One of my ancestors was a puritan who came with his mother, his grandfather and three young brothers from near Oxford via Holland after his father, a preacher, died shortly before setting sail for Massachusetts with other like minded colonists, seeking refuge from religious persecution. The father had preached in Holland for 20 years before the family came west. One of the sons returned to England and has been lost sight of – the life was too hard for him apparently, according to the family lore. Then about the time of the Revolutionary War our line came south – we don’t know if that was because they had turned Quaker and they hoped to avoid the war, or if their loyalties were to England despite the family history and they hoped to avoid the revolutionaries- which I think is evidence for your point. That was a tangled time.
NB, the grandfather, who was also a preacher and who even in his elder years had a penchant for very young wives (seriatum of course), may, with his youngest wife, have been the inspiration for The Scarlet Letter.
Mine tended to be rabidly and often notoriously on the anti-Puritan side of things, except one Quaker family, who tried to be as pacifist as you could manage in those days. One of the sons was a colonel in the revolutionary militia fighting the English. Although as I recall he had fought with the English in the French and Indian wars, and may (I can’t remember) have held a commission in the British Army at one point—not an uncommon situation. Several of the family joined him in his actions. His devout father was, I am sure, not pleased.

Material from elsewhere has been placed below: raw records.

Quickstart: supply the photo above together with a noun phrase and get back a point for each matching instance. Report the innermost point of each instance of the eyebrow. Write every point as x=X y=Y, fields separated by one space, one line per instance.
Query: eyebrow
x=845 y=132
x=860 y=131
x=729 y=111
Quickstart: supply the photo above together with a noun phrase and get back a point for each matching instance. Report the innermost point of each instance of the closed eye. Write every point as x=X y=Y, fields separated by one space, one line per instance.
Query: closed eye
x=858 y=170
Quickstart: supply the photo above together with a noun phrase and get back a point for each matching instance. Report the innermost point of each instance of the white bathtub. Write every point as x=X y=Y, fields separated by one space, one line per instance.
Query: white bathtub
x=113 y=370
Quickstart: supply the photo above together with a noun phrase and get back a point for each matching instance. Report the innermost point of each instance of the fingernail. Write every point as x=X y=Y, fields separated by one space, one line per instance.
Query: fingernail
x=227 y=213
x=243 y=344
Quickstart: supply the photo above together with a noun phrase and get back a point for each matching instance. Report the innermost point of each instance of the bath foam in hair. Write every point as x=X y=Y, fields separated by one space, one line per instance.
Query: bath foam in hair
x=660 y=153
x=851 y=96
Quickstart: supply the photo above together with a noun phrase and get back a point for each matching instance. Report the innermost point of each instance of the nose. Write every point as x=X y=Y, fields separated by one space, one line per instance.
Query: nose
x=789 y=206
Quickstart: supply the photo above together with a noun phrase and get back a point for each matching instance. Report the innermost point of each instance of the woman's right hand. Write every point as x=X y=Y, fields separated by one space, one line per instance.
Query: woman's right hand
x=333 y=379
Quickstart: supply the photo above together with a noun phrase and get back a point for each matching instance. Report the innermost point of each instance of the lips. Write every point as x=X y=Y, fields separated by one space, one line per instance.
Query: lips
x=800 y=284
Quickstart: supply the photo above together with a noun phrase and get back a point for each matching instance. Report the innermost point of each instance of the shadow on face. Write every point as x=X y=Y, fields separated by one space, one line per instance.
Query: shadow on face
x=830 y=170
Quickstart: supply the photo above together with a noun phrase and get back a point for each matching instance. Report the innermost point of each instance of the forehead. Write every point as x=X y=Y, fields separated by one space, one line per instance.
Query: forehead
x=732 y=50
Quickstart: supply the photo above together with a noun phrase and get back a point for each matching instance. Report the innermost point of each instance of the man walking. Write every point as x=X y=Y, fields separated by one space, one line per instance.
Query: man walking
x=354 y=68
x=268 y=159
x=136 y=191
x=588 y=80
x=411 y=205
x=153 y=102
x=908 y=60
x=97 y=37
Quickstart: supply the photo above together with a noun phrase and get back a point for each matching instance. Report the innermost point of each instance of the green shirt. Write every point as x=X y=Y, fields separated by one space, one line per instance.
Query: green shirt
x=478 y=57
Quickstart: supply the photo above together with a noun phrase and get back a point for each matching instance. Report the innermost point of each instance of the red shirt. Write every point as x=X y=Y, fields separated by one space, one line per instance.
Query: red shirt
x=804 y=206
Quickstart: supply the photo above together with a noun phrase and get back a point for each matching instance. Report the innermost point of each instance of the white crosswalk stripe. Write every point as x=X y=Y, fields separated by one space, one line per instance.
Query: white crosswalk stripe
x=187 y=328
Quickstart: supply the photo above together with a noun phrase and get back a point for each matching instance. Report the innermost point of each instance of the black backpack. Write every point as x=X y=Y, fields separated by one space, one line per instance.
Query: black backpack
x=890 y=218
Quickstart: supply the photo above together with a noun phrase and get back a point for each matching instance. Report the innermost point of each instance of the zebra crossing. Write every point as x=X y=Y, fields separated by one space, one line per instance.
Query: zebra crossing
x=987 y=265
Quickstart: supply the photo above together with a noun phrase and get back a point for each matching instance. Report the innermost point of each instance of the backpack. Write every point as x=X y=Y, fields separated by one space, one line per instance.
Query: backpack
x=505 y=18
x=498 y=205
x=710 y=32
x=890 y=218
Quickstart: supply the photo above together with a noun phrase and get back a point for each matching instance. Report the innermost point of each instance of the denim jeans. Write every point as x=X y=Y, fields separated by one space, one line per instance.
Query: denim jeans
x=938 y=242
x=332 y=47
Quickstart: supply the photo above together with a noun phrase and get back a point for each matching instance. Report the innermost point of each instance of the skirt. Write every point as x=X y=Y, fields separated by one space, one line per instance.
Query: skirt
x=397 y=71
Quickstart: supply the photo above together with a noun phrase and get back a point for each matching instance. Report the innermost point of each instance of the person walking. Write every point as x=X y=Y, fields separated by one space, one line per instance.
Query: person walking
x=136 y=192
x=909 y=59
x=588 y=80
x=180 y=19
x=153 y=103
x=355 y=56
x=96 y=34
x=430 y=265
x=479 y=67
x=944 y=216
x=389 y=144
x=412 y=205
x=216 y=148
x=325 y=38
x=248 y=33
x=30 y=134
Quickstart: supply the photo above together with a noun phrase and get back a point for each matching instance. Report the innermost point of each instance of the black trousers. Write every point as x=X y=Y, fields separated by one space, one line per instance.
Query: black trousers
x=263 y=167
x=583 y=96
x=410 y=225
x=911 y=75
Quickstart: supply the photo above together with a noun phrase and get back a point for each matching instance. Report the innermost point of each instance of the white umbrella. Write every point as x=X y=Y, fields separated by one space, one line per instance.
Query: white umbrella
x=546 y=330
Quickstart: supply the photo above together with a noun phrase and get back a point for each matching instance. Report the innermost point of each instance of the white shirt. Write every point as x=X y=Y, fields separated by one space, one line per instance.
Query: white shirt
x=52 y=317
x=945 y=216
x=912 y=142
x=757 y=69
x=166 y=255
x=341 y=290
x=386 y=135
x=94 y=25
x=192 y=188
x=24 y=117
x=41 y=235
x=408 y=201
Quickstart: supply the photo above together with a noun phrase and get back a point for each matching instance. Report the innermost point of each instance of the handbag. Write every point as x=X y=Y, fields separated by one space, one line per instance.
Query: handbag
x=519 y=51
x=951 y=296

One of my ancestors was on the Mayflower. When I tell this story, many people say, “Really? how cool!” Then I tell the rest. He ambushed a fellow colonist from behind a tree on the edge of town, leaving him dead in the forest.
He was caught, tried and hanged, the first Englishman to be executed in the new world.
And his son, Francis was known as the “bad boy” of the Mayflower. He nearly blew up the ship making fire crackers with gunpowder poured into feathers and sealed with candle wax. Imagine a candle in the black powder hold at the bottom of the ship! He had taken a small pile of the powder to make the fire crackers, but had ignited it. The fire followed the trail he had dragged from the main pile and the ship would have exploded had an adult not heard the Pop! pop! pop! and rushed into the hold at just the right moment.
Francis recalled the beating he got that day much later in a letter.
You learn about all kinds of people doing genealogy, saints, sinners, kings, crusaders, horse thieves.
Yep, I’ve got several saints to my credit. Saint Begga, Saint Doda, etc, plus some real scoundrels. Not that I don’t think some of the saints are, shall we say, mostly noted for not be being as bad as the rest of the family. That, or having done something really rotten, they established and supported a church.
I wonder if your mischievous ancestor hadn’t a plan involving exploding pens. Everybody who kept records needed a supply of goose quills, and I’ll bet that he stole the captain’s supply! No goose-feathers, no log book.
Maybe! Another ancestor of mine, Count Fulk Nérat in what is now the Normandy coast of France used to ride with his men through his own towns raping, and pillaging. Then he’d get all sorry and build a church or some such charitable institution (with the pillaged money, no less) as penitence.